この成功によって信長は美濃へ軍勢を送りやすくなり、秀吉も武将として評価されたというのが有名な物語です。ただし、一夜城の詳しい話は後世の史料に依存しており、城が本当に秀吉によって築かれたのかも議論が続いています。

秀吉は本当に一夜で城を築いたのか?

あけぼの

「一夜城」と聞くと、立派な天守が一晩で現れたように感じますけど、実際には簡易な砦だったようですよ。

伝承では、柴田勝家や佐久間信盛が墨俣での築城を試みたものの、斎藤軍の攻撃を受けて失敗しました。そこで秀吉は、木曽川上流で建物の部材をあらかじめ加工し、筏にして川を下らせる方法を考えたといいます。

資材を現地で一から加工する必要がないため、組み立てにかかる時間を短縮できます。秀吉は蜂須賀正勝や川並衆の協力を得て夜通し工事を進め、翌朝には塀や櫓を備えた砦を出現させました。斎藤軍は驚き、十分に妨害できないまま織田方の拠点が完成したという筋書きです。

もっとも、数時間で城郭を完成させるのは現実的ではありません。「一夜」とは、敵に気づかれないうちに最低限の防御施設を整えたことを誇張した表現とも考えられます。

この逸話が人々を引きつけるのは、秀吉が武力ではなく、段取りと工夫によって困難を克服するからでしょう。
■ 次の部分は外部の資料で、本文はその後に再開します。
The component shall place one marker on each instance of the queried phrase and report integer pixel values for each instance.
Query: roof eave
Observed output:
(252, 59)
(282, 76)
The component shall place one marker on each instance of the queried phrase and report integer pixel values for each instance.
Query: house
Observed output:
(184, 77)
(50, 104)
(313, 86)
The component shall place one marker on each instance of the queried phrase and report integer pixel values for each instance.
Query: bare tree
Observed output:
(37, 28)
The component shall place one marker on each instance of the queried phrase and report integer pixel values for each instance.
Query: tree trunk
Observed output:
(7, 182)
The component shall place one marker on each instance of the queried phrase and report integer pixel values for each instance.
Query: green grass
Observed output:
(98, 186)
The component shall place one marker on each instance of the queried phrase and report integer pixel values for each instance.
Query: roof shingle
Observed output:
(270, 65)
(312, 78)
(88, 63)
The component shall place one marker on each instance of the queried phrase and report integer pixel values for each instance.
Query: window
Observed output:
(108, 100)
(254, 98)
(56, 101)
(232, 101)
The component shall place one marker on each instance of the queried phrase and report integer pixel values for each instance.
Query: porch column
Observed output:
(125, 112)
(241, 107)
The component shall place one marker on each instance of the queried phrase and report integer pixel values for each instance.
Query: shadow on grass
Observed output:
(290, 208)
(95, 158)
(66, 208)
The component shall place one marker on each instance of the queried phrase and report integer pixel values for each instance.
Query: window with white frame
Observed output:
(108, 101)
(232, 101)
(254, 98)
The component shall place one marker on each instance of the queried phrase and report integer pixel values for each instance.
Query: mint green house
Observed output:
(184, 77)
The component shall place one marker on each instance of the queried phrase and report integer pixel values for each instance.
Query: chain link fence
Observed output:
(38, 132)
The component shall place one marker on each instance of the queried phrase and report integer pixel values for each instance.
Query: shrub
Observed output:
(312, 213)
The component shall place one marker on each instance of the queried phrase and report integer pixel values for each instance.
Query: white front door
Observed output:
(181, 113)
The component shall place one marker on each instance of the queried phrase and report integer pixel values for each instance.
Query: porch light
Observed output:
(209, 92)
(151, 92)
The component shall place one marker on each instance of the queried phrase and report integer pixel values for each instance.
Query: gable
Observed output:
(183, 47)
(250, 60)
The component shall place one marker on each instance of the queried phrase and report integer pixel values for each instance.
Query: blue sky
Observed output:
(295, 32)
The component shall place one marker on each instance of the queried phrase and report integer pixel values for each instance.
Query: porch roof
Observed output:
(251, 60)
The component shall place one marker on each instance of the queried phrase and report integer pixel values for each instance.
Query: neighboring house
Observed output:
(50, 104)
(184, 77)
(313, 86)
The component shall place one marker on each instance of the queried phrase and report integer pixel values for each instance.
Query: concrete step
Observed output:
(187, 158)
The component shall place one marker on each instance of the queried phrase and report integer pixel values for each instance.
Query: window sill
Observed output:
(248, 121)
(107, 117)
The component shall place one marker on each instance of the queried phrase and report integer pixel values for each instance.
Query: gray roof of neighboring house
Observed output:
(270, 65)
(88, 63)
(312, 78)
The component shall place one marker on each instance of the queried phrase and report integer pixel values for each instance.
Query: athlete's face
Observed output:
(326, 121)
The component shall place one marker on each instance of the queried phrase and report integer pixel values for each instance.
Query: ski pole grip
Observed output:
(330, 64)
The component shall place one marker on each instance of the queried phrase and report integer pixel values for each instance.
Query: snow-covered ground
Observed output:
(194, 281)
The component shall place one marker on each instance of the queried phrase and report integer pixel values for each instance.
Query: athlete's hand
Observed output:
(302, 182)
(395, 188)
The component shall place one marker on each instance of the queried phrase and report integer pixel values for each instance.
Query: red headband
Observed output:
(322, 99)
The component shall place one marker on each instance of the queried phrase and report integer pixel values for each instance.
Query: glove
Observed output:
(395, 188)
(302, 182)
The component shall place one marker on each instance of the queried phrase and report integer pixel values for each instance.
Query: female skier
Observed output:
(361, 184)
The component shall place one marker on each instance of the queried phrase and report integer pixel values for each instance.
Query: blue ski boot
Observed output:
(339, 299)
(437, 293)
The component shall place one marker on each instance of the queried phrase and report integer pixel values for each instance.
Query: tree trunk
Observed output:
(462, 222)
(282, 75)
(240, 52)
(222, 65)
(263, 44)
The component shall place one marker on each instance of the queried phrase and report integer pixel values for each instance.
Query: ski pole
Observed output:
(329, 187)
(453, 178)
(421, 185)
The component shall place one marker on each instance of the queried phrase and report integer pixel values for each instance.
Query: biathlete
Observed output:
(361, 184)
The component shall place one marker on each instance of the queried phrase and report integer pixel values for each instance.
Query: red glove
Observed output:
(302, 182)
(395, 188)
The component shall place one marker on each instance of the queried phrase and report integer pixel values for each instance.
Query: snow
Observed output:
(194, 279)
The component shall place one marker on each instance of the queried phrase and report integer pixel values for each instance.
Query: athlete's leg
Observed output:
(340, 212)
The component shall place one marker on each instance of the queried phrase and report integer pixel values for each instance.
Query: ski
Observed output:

史実か伝承かを超えて、秀吉らしい成功物語として語り継がれてきました。

墨俣一夜城伝説に描かれた秀長の役割

あけぼの

墨俣一夜城の物語では秀吉が主役ですが、築城は段取りが大事!そこで注目される人物が秀長なんですよ。

後世の軍記や創作では、秀長は人夫、職人、兵士、川並衆の間を取り持ち、作業が滞らないように動いたと描かれます。秀吉が全体の構想を示し、秀長が細かな段取りを整えるという、後の豊臣政権にも通じる兄弟の役割分担です。

築城には木材の切り出しや加工、川による運搬、食料の確保、警戒部隊の配置など、数多くの作業が伴います。しかも敵地に近いため、斎藤軍の襲撃にも備えなければなりません。現場の不満を抑え、それぞれの集団に仕事を割り振る人物がいなければ、短期間の工事は難しかったでしょう。

ただし、秀長が墨俣築城に参加したことを裏付ける確実な同時代史料はありません。「秀長の調整力が一夜城を実現した」と断定するのは避けるべきです。

それでも、後に秀長が大軍の兵站や広大な領国の統治を任されたことを考えると、若い頃から実務を通して経験を積んでいた可能性はあります。一夜城伝説は、豊臣兄弟の理想的な連携を象徴する物語ともいえますね。

秀吉の一夜城伝説はどこまで本当なのか?

あけぼの

有名な墨俣一夜城ですが、『信長公記』には、秀吉が墨俣で一夜城を築いたという記述はありません。

1561年から1562年頃に書かれた斎藤方の文書には、信長が墨俣へ進出して要害を築いた、あるいは既存の施設を修築したことをうかがわせる記述があります。このため、墨俣が美濃攻略の重要地点だったこと自体は確かとみられています。

問題は、その拠点を秀吉が1566年頃に一夜で築いたのかという点です。詳しい物語は、江戸時代後期に刊行された『絵本太閤記』や、史料的評価をめぐって議論のある『武功夜話』などによって広まりました。

また、現在の墨俣一夜城歴史資料館は、当時の城を復元した建物ではありません。1991年に大垣城の天守を参考に建てられた資料館です。戦国時代の墨俣に、現在見られるような天守があったわけではない点にも注意しましょう。

現段階では、「墨俣に織田方の軍事拠点が置かれた可能性は高いが、秀吉が一夜で築いたという物語は確認できない」と整理するのが適切です。

まったくの作り話と切り捨てるより、実際の築城や修築が後世に脚色され、秀吉の出世伝説へ成長したと考えると分かりやすいでしょう。

秀長が武将として姿を現した長島一向一揆

1574年、秀長は長島一向一揆との戦いで、史料上はっきりと姿を現します。戦場で評価される一方、戦いは凄惨な結末を迎えました。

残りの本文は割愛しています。